Elements of Religious theatre in Kerala combine various types of features in Kerala entertainment. The purely religious variety may be better termed the Bhagavti mela Cult variety, because in all these the glorification of the Bhagavathi is the main object. It has also been mentioned that in many of these varieties, the Komaram plays a very important part. He is a personage connected with almost all important Bhagavati shrines in our parts. His other name is Veliccapatu, and he is looked upon as the earthly representative of the Goddess and when he is possessed, he is generally accorded all the honours given to the deity herself. The Komaram identifies himself with the Goddess and thus becomes in fact by enthusiasm literally filled with the Goddess. Herein is found in short a very crude kind of Goddess impersonation on the part of the worshipper. The performance is conducted by day in some varieties, while many of them are held during night, sometimes lit up by the moonlight but always by lamps and torches. Further, the main centre of interest is not so much the representation, as the Bhagavati shrine or the figure drawn of the Goddess in relief-painting in some prominent place. Furthermore, there is absolutely no effort made at any scenic effect, while the place and time are denoted by mere words or proper gestures. Thus it will be seen that Bhagavati cult dances, music and acting are entirely a religious function and a religious act, with the requisite religious solemnity pervading the whole performance, but with this difference, namely that the audience is bent upon enjoying it. It is also interesting to point out that the songs, the dances and rude pantomime acting; all these are hung on to a tragic story, the destruction of Darika by goddess Kali.

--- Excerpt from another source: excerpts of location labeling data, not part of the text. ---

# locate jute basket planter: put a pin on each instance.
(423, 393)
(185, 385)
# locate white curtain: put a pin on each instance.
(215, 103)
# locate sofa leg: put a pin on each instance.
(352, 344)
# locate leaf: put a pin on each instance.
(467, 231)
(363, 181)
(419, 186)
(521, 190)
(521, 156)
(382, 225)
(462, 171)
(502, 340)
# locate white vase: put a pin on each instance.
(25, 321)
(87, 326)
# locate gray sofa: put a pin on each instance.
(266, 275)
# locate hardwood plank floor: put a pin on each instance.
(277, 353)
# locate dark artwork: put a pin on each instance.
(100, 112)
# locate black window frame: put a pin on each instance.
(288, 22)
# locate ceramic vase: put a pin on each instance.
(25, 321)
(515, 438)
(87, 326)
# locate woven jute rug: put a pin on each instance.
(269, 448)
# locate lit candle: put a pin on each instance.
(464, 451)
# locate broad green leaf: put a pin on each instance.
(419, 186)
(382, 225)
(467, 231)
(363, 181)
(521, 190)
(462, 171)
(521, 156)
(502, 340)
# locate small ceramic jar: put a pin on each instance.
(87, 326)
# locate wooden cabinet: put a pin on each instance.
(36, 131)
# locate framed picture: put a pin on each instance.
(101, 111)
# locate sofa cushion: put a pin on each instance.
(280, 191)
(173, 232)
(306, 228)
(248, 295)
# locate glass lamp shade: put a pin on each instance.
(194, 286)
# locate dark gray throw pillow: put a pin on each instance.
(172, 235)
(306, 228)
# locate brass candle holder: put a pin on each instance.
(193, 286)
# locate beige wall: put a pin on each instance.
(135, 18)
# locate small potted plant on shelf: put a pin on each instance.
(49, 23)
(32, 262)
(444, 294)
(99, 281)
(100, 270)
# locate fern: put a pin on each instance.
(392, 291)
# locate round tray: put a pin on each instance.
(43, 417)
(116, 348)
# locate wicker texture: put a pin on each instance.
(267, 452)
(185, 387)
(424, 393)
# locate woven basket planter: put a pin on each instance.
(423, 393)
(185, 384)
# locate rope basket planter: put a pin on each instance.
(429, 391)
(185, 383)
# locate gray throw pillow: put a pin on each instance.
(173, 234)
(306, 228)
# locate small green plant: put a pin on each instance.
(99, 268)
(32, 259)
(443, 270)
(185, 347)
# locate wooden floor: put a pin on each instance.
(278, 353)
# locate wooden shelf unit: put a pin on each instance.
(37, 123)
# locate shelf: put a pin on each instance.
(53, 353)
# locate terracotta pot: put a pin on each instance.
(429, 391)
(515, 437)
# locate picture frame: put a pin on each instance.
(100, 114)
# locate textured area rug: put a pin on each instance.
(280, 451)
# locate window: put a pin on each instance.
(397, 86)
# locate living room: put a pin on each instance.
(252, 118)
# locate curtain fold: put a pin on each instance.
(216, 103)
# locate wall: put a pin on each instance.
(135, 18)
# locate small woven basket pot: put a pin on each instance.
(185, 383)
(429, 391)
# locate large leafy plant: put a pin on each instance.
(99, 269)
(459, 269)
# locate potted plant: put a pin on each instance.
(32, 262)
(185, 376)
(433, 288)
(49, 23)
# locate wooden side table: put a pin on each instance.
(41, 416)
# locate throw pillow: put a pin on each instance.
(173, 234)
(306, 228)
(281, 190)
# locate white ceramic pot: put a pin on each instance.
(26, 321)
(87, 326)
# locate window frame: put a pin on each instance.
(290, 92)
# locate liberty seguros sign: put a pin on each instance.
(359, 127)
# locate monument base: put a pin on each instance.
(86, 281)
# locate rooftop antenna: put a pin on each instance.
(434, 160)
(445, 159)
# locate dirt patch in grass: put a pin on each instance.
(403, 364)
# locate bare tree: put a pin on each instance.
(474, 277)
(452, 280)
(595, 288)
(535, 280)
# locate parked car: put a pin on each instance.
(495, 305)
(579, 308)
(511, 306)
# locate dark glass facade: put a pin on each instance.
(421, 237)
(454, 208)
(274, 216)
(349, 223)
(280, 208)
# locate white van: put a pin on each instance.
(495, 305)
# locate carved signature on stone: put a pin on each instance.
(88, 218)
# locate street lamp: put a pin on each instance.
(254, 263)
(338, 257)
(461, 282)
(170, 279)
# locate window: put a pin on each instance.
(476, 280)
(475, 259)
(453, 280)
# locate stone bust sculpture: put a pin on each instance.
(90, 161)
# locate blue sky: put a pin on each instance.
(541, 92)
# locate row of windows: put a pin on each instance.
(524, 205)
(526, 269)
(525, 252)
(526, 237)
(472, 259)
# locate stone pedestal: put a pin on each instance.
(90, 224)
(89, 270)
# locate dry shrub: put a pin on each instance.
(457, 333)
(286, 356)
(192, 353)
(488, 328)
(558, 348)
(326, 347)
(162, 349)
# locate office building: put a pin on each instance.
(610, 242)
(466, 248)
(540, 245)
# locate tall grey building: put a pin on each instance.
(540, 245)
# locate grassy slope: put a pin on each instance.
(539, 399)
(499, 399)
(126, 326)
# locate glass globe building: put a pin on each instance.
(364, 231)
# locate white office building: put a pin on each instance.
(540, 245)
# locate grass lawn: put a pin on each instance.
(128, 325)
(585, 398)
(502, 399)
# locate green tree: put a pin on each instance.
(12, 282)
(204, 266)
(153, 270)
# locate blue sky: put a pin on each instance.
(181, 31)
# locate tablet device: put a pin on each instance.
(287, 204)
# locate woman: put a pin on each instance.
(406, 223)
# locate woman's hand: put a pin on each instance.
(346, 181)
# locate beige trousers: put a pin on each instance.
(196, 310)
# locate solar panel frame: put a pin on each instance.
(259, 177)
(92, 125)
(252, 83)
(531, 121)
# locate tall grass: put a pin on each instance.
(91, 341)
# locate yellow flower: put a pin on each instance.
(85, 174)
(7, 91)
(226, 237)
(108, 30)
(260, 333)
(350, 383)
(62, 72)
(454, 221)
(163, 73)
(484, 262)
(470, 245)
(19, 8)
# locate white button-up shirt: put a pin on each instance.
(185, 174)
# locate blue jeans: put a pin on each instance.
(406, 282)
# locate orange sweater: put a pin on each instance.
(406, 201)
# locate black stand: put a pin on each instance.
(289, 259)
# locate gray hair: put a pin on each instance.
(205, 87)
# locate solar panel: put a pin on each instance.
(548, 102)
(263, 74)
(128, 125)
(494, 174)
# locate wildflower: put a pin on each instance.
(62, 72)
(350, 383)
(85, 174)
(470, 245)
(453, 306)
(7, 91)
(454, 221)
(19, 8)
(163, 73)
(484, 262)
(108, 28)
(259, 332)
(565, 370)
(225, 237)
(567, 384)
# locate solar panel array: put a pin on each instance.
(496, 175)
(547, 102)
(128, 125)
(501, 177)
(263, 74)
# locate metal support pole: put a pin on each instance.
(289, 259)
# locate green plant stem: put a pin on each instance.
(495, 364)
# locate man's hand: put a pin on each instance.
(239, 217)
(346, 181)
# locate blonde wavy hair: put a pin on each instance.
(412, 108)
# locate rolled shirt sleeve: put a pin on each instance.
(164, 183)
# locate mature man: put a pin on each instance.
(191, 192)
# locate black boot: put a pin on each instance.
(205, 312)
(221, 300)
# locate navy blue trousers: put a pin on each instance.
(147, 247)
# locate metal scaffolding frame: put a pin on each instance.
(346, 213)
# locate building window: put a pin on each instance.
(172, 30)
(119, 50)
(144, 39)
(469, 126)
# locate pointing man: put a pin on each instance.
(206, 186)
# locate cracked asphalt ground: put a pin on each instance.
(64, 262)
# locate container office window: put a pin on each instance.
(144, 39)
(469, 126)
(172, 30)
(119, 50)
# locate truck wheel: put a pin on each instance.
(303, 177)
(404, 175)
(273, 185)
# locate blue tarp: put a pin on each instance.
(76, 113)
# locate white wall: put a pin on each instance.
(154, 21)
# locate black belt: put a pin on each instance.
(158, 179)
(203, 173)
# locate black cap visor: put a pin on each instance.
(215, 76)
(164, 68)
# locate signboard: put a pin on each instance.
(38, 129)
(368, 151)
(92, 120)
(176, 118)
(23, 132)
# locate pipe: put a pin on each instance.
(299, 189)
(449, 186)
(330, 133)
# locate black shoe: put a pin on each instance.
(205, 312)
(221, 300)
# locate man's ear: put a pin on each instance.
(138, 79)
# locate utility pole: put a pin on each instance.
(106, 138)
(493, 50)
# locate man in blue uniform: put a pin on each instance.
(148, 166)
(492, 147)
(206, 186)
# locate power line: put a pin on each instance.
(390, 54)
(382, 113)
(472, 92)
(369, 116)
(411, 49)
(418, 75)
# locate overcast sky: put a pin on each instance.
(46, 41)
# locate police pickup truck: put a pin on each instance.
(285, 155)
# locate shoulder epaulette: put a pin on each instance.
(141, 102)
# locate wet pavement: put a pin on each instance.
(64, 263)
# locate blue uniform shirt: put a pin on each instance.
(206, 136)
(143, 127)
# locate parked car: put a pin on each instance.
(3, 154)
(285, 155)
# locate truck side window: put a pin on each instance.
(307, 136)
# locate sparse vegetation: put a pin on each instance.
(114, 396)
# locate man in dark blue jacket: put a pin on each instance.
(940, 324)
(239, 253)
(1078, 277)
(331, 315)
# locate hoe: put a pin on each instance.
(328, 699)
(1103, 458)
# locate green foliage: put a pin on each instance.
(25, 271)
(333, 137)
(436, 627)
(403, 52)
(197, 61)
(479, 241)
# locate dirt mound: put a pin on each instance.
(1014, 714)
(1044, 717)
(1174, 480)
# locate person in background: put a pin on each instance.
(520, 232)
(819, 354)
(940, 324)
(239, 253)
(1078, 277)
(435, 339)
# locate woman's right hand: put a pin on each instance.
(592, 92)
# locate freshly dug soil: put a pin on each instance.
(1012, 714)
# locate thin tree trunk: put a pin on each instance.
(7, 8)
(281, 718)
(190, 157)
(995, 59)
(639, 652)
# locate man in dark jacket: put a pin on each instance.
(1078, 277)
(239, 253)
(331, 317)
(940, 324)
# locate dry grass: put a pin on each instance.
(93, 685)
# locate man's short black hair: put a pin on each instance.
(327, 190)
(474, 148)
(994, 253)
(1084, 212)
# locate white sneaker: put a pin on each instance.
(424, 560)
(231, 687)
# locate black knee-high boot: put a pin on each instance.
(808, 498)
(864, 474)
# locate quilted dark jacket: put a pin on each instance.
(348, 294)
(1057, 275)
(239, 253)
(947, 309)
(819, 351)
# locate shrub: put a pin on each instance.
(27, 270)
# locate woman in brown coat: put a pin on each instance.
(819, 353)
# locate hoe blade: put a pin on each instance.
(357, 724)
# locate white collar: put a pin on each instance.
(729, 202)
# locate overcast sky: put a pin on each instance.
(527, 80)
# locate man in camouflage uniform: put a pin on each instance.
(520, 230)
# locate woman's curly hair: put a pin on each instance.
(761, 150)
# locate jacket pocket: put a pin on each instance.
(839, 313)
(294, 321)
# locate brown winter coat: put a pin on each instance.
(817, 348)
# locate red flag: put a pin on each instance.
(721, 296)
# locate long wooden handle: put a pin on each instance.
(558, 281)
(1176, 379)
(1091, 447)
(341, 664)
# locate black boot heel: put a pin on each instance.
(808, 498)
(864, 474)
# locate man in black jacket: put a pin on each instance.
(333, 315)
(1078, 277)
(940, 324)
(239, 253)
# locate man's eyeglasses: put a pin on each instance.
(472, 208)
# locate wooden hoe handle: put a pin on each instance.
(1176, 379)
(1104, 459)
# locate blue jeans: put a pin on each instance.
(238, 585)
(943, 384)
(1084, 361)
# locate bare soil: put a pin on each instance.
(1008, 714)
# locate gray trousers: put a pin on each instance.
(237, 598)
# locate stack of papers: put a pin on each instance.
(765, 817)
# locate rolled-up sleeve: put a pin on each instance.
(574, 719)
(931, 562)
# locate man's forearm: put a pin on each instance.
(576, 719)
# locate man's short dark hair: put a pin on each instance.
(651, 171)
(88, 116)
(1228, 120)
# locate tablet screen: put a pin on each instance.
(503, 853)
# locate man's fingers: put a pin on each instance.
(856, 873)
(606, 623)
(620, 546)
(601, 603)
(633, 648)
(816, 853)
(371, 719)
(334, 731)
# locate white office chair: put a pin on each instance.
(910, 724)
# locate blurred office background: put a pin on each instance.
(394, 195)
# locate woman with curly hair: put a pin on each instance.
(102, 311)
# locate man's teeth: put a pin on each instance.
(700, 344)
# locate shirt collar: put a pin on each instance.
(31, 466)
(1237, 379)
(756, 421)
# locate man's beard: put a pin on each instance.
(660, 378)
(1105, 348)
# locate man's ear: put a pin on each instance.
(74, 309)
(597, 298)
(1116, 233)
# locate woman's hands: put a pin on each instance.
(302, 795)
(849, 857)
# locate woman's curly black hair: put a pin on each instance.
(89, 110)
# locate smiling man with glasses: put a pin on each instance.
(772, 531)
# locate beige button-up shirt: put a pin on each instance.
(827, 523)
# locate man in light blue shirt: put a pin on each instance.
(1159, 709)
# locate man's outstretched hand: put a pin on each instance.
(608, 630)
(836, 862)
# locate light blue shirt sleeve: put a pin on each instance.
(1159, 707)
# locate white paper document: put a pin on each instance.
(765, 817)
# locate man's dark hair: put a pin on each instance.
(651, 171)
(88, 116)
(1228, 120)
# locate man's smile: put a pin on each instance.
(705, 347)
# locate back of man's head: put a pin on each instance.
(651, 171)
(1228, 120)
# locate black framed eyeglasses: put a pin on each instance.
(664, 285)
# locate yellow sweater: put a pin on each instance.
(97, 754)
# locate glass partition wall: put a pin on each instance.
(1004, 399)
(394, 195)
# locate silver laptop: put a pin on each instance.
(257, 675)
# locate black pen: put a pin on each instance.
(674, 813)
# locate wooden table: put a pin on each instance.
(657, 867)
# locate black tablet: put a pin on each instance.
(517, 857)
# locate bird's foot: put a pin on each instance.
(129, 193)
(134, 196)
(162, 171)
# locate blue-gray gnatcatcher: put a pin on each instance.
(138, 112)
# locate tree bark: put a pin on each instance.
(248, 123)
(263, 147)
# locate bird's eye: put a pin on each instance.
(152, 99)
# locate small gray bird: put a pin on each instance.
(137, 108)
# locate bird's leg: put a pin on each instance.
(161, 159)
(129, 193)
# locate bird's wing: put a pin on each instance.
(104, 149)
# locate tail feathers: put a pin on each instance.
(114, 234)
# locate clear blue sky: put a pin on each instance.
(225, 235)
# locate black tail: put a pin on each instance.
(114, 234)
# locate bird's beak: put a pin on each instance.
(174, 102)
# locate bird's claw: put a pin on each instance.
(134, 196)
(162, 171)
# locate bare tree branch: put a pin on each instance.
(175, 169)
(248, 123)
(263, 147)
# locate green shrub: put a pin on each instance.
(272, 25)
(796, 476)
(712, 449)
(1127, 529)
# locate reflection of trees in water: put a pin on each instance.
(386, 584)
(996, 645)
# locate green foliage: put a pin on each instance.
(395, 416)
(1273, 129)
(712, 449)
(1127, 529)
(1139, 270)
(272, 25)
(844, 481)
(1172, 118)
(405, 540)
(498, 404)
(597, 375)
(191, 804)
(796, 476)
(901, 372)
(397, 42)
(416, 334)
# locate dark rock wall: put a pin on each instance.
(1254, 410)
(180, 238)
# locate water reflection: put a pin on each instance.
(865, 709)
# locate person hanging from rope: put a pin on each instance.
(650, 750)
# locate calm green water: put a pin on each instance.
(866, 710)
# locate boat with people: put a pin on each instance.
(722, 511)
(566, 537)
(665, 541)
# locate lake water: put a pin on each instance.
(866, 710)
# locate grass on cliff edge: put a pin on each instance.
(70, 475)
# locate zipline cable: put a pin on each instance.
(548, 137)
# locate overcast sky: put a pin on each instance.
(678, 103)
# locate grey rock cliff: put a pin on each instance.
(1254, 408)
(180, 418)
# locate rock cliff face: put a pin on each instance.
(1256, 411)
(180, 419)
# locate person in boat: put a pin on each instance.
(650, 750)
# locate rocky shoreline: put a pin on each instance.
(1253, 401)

Thus there is the simple act of worship, broadening into a drama. There is also the process of the humanization of Gods. And last, but not least, comes the mythological nature of the subject which hangs on to a tragic story and which has special reference to national cults and cult-acts. An intensive study of these from a comparative point of view is sure to yield some useful results which may throw some more light on the problem of the origin of theatrical representations.
In Kali`s destruction of Darika one is tempted to find not a nature or vegetation myth. This can be associated with Hero-worshipping the hero or heroine who rescued the place from the oppression of a wicked demon. When, however, it is remembered that Kali fights her battle with sword and shield and Darika with sticks, it is tempting enough to search for in this the pre-historic clash between the earlier wood age and the later Iron Age.